Singer Charlie Steen, too, was desperate to change things up. Locking himself away in a cupboard painted in the album’s titular pacifying shade, he began documenting the psychological toll a startling workload had taken as lockdown bit on a band who’d toured hard and played harder since emerging from the fertile scene based around Brixton’s Windmill venue.
The results of that soul searching are striking from the onset of Shame’s sophomore album. Recorded with celebrated producer James Ford at La Frette Studios in France, Drunk Tank Pink sees the five-piece take their gritty post-punk sound, fire it through a kaleidoscope and reassemble the disparate shards into something new. Angry, introspective and wildly ambitious, this is a more complex and nuanced record than their excellent debut, and the guitar playing is electrifying.
While Songs Of Praise owed a clear debt to British titans The Fall and Gang Of Four, the sound of New York City is immediately audible here, although influences are wide-ranging. From the jittery art-rock discord of Talking Heads, Television and Parquet Courts to Wire’s lean post-punk dynamism, Nigerian high life and occasional flirtations with math rock, Coyle-Smith’s alternate tunings and irregular time signatures jostle for space with Steen’s anxious escapism.
Lead single Alphabet rears up from a cloud of feedback with a thrumming bassline and stabbing angular chords chopped out from Coyle-Smith Eddie Green’s Strats and Teles. The frantic wirey solo that winds through the centre of the song is claustrophobic and gripping, the revamped Shame sound explicitly progressive.
Steen gives a glimpse of the pervading sense of alienation on percussive second single Nigel Hitter. Readjusting to domestic quietude after spending most of his adult life on tour, the singer loses his shit over the unfamiliar smell of fresh linen and urges “Take the clothes off my back, they don’t seem to fit”.

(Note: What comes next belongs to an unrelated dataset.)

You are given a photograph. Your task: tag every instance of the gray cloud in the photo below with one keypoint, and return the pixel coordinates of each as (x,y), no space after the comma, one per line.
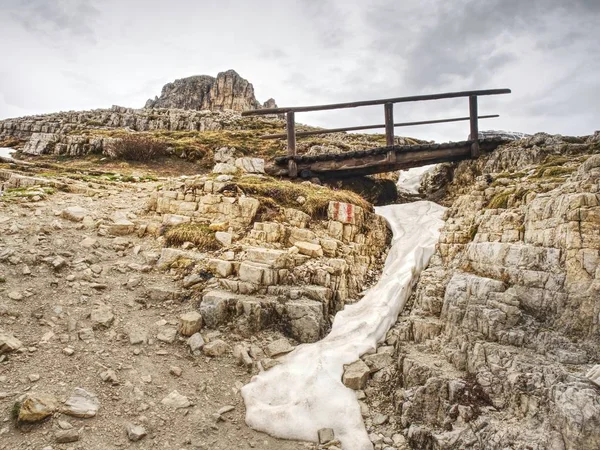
(79,54)
(51,18)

While Songs Of Praise was ruthlessly direct, the follow-up at times feels like a dizzying bombardment of ideas. The frenetic staccato riff that spits and sparks throughout the busy Born In Luton reveals the work Coyle-Smith and Green put into reshaping their sound, and the song makes more than one arresting gear change, Steen lamenting in its reflective slow-building mid-section “I’ve been waiting outside all of my life, and now I’ve got to the door, there’s no one inside”.

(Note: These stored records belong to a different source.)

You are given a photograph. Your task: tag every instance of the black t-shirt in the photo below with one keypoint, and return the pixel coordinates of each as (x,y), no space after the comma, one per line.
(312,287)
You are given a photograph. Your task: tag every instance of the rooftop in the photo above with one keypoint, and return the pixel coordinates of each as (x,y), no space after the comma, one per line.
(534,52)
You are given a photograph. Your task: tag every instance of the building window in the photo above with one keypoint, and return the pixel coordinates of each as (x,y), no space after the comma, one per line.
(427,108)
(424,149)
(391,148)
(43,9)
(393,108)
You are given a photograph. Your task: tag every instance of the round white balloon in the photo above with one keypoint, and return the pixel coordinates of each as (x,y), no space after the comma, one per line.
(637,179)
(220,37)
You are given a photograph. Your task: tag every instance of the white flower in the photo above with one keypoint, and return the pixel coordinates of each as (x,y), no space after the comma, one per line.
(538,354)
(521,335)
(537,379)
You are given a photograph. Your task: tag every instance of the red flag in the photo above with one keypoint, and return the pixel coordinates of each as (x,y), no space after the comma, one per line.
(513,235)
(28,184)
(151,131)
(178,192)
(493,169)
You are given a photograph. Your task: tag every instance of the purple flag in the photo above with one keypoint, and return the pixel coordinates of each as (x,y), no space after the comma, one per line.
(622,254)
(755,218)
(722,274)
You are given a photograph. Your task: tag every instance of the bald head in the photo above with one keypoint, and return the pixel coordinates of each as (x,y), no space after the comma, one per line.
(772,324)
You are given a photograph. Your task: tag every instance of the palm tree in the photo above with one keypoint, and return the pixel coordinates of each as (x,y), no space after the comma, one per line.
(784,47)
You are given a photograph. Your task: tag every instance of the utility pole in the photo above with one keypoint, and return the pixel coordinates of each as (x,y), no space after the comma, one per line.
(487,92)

Snow Day winds a circuitous, almost freeform route, too, Steen at turns speak-singing and howling his disaffection while Charlie Forbes’ snare pattern dances hyperactively, tempos shift and riffs flicker into life fleetingly before being superseded.
Human, For A Minute is a departure to hazy disco bliss, its bassline playfully funky and Steen suddenly hushed, almost gentle as he admits to being “half the man I should be”. The shimmering guitar interplay brings to mind Television’s Marquee Moon via their New York disciples Interpol.
Following that beatific interval, Shame double down on a ferocious intensity that surpasses their debut. The 120-second thrash Great Dog witnesses some furious riffing and 6/1 is equally breathless and not much longer, Steen voicing the self-flagellation at the heart of Drunk Tank Pink as he offers: “I hate myself, but I love myself”.
The punishing math-rock playing at the opening of Harsh Degrees stirs memories of The Mars Volta and, amid the sharpened brutality, the creative drive of those sessions with Ford is captured in snatches of swirling delay textures.
The upshot of all this overarching ambition, stylistic expansion and simmering disaffection is a sometimes uncomfortable listen. Certainly, the overwrought air that shrouded the writing has permeated these songs, and listening to Drunk Tank Pink loud enough in headphones can feel a little like being parachuted into the midst of someone else’s panic attack. That’s not to say it isn’t an utterly captivating listen.
By the end of the steadily unwinding grandiose closer Station Wagon, with its rumbling bassline and choral backing vocals, Steen has assumed the role of a firebrand preacher, evoking both James Dean and Atlas. Looking to the heavens, he invites us to “lift up my trousers, kiss my earlobes”. It all reaches an unsettling crescendo before dissolving to a brief howl of the same feedback the album began with and fading out.
You’d be forgiven for taking a deep breath, and at the conclusion of these terrifyingly honest, boldly creative 11 songs, you’re left to marvel at the distance Shame have travelled.